Sure enough, at ten Caesar was there. Don Calixto and his friend the Canon Don Justo, who was a large gentleman, tall and fleshy and with a long nose, were waiting. The three got into the carriage.
”I hope this priest isn't going to be one of those library rats who know everything on earth,” thought Caesar, but when he heard him make a couple of mistakes in grammar, he became tranquil.
_THEODORA AND MAROZIA_
As they pa.s.sed the Castel Sant' Angelo, Caesar began to tell the story of Theodora and her daughter Marozia, the two women who lived there and who, for forty odd years, changed the Popes as one changes cooks.
”You know the history of those women?” asked Caesar.

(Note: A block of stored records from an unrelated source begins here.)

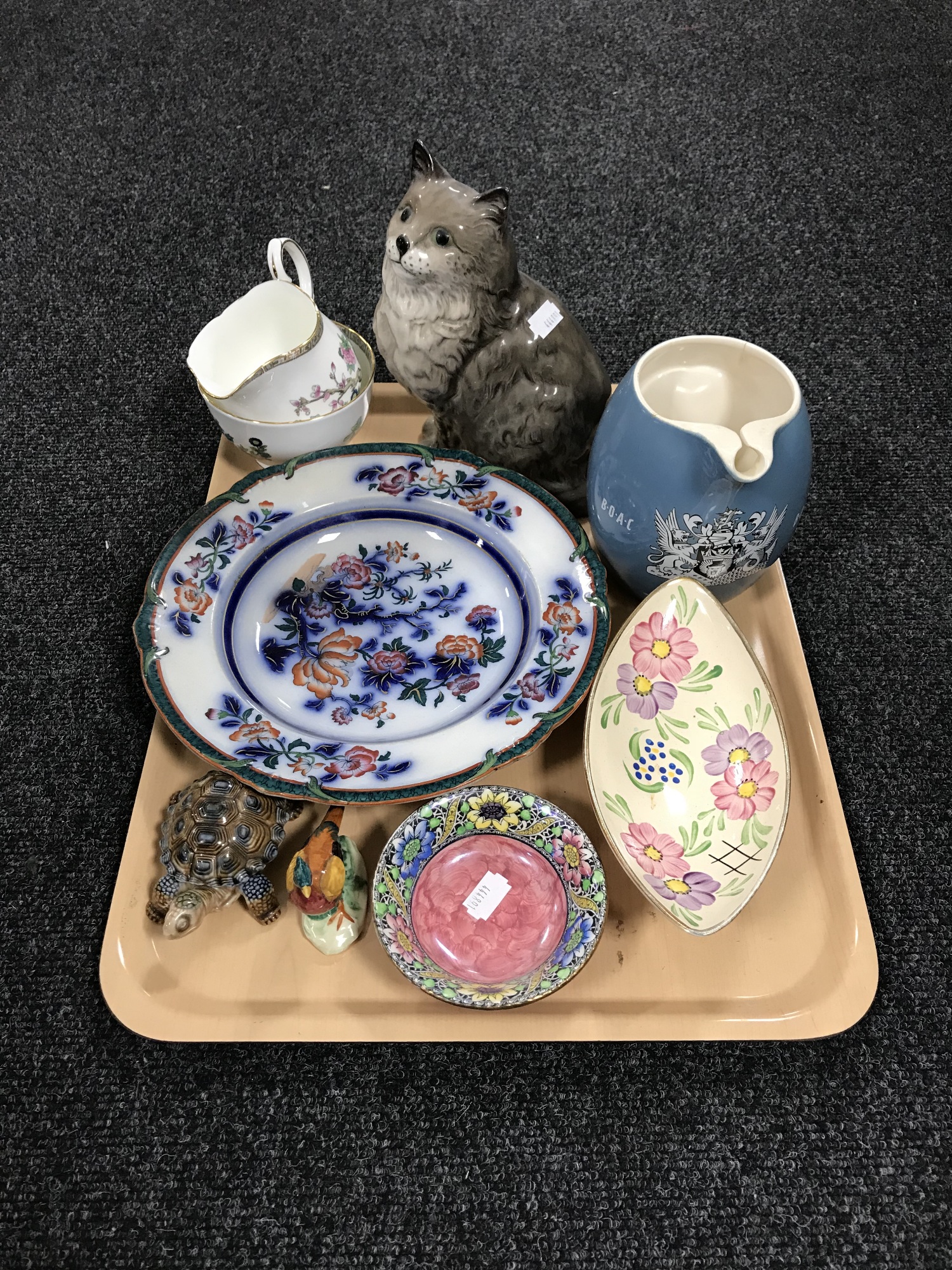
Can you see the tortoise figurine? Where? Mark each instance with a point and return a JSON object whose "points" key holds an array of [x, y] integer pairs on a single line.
{"points": [[216, 840]]}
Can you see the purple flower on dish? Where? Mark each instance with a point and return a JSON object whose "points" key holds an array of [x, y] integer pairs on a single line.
{"points": [[736, 746], [694, 891], [642, 695]]}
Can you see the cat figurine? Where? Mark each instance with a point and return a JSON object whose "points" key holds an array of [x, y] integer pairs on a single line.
{"points": [[454, 326]]}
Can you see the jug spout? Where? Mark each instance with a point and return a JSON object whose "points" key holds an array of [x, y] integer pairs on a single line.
{"points": [[755, 455], [733, 394], [275, 323]]}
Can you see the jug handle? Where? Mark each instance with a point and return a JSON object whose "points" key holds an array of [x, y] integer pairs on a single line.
{"points": [[276, 251]]}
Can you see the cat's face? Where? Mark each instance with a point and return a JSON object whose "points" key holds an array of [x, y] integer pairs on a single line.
{"points": [[446, 233]]}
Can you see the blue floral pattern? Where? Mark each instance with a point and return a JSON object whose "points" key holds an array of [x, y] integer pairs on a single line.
{"points": [[214, 552], [378, 589], [256, 740], [420, 479], [563, 622]]}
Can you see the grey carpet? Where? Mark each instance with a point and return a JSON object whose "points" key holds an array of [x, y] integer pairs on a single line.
{"points": [[780, 172]]}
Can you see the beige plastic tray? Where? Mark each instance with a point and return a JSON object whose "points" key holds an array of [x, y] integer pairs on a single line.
{"points": [[799, 961]]}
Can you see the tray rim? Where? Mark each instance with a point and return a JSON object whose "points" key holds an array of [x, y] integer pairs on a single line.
{"points": [[842, 1004]]}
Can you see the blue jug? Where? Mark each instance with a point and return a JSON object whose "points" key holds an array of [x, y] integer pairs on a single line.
{"points": [[700, 465]]}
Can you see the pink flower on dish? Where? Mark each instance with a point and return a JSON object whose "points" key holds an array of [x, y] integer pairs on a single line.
{"points": [[356, 761], [736, 746], [663, 648], [352, 572], [658, 854], [573, 858], [395, 481], [642, 695], [530, 688], [746, 789], [243, 533], [400, 938]]}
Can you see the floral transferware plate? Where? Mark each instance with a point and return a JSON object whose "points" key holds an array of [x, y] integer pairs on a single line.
{"points": [[687, 759], [373, 624], [489, 897]]}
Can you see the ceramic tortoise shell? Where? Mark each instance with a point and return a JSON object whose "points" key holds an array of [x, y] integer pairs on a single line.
{"points": [[216, 829]]}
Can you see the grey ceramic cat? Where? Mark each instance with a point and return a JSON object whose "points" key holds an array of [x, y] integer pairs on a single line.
{"points": [[454, 327]]}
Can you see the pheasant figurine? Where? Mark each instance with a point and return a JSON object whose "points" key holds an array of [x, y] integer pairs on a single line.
{"points": [[328, 882]]}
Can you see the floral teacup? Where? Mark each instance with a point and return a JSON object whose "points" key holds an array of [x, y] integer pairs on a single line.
{"points": [[274, 359]]}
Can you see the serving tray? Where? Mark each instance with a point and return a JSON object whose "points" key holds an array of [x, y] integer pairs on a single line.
{"points": [[798, 962]]}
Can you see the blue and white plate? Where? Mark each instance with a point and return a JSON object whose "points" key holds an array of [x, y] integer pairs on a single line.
{"points": [[373, 624]]}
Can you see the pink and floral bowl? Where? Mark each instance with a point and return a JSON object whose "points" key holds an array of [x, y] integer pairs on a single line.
{"points": [[489, 897]]}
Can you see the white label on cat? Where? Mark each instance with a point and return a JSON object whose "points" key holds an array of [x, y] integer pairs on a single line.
{"points": [[487, 896], [545, 321]]}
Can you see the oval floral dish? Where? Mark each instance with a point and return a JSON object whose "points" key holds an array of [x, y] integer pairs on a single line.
{"points": [[489, 897], [687, 758], [373, 624]]}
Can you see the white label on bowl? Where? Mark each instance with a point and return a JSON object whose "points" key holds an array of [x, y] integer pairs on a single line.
{"points": [[487, 896], [545, 319]]}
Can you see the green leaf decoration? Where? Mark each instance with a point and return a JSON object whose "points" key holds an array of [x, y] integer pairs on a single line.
{"points": [[597, 603], [618, 806], [705, 845], [708, 721], [416, 692], [317, 792], [582, 548], [682, 605], [640, 785], [681, 758], [607, 703], [686, 915], [427, 455], [489, 761]]}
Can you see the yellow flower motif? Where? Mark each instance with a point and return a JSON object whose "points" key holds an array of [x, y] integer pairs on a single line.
{"points": [[493, 811], [477, 993]]}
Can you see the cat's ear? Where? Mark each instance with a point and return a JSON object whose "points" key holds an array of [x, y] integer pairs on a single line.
{"points": [[497, 204], [423, 164]]}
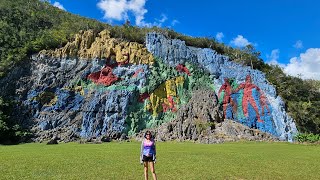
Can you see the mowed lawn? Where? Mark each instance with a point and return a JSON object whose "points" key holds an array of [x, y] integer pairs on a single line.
{"points": [[242, 160]]}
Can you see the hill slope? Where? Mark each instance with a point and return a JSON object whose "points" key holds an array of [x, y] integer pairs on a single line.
{"points": [[30, 26]]}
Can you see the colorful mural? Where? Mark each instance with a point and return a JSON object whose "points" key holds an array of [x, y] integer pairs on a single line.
{"points": [[246, 103]]}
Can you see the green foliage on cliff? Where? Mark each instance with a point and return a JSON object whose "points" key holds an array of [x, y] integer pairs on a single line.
{"points": [[302, 98], [28, 26]]}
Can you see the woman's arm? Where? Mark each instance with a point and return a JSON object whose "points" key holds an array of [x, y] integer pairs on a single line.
{"points": [[141, 152]]}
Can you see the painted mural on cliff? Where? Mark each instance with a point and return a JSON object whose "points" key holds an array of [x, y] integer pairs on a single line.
{"points": [[111, 87]]}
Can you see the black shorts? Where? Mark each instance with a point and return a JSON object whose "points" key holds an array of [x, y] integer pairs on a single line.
{"points": [[147, 158]]}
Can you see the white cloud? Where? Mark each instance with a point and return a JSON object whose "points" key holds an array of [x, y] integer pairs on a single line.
{"points": [[219, 36], [240, 41], [298, 45], [307, 65], [174, 22], [119, 10], [58, 5]]}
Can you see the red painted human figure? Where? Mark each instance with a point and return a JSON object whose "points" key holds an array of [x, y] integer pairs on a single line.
{"points": [[226, 87], [247, 98]]}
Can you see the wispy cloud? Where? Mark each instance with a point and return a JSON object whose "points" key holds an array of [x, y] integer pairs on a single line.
{"points": [[240, 41], [119, 10], [298, 45], [174, 22], [306, 66], [58, 5], [219, 36]]}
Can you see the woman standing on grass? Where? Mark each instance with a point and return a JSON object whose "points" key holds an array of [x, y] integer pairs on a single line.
{"points": [[148, 154]]}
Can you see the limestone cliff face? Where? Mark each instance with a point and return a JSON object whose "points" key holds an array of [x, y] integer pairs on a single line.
{"points": [[88, 45], [245, 94], [98, 86]]}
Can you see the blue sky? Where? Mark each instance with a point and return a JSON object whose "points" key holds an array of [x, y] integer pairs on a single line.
{"points": [[286, 32]]}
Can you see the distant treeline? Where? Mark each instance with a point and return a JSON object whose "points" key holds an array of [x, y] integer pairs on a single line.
{"points": [[28, 26]]}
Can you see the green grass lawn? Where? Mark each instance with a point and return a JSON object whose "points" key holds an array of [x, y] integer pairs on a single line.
{"points": [[244, 160]]}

”I don't,” said the Canon.
”Nor I,” added Don Calixto.
”Then I will tell it to you before we get to Saint Peter's. Theodora, an influential lady, fell in love with a young priest of Ravenna, and had him elected Pope, by the name of John X. Her daughter Marozia, a young girl and a virgin, gave herself to Pope Sergius III, a capricious, fantastic man, who had once had the witty idea of digging up Pope Formosus and subjecting him, putrefied as he was, to the judgment of a Synod. By this eccentric man Marozia had a son, and afterwards was married three times more. She exercised an omnipotent sway over the Holy See. John X, her mother's lover, she deposed and sent to die in prison.
With his successor, Leo VI, whom she herself had appointed Pope, she did the same. The following Pope, Stephen VII, died of illness, twenty months after his reign began, and then Marozia gave the Papal crown to the son she had had by Sergius III, who took the name of John XI. This Pope and his brother Alberic, began to feel their mother's influence rather heavy, and during a popular revolt they decided to get Marozia into their power, and they seized her and buried her alive in the _in pace_ of a convent.”
”But is all this authentic?” asked the Canon, completely stupefied.
”Absolutely authentic.”
The Canon made a gesture of resignation and looked at Don Calixto in astonishment.
While Caesar was telling the story, the carriage had pa.s.sed down a narrow and rather deserted street, called Borgo Vecchio, in whose windows clothes were hanging out to dry, and then they came out in the Piazza di San Pietro. They drove around one edge of this enormous square. The sky was blue. A fountain was throwing water, which changed to a cloud in the air and produced a brilliant rainbow.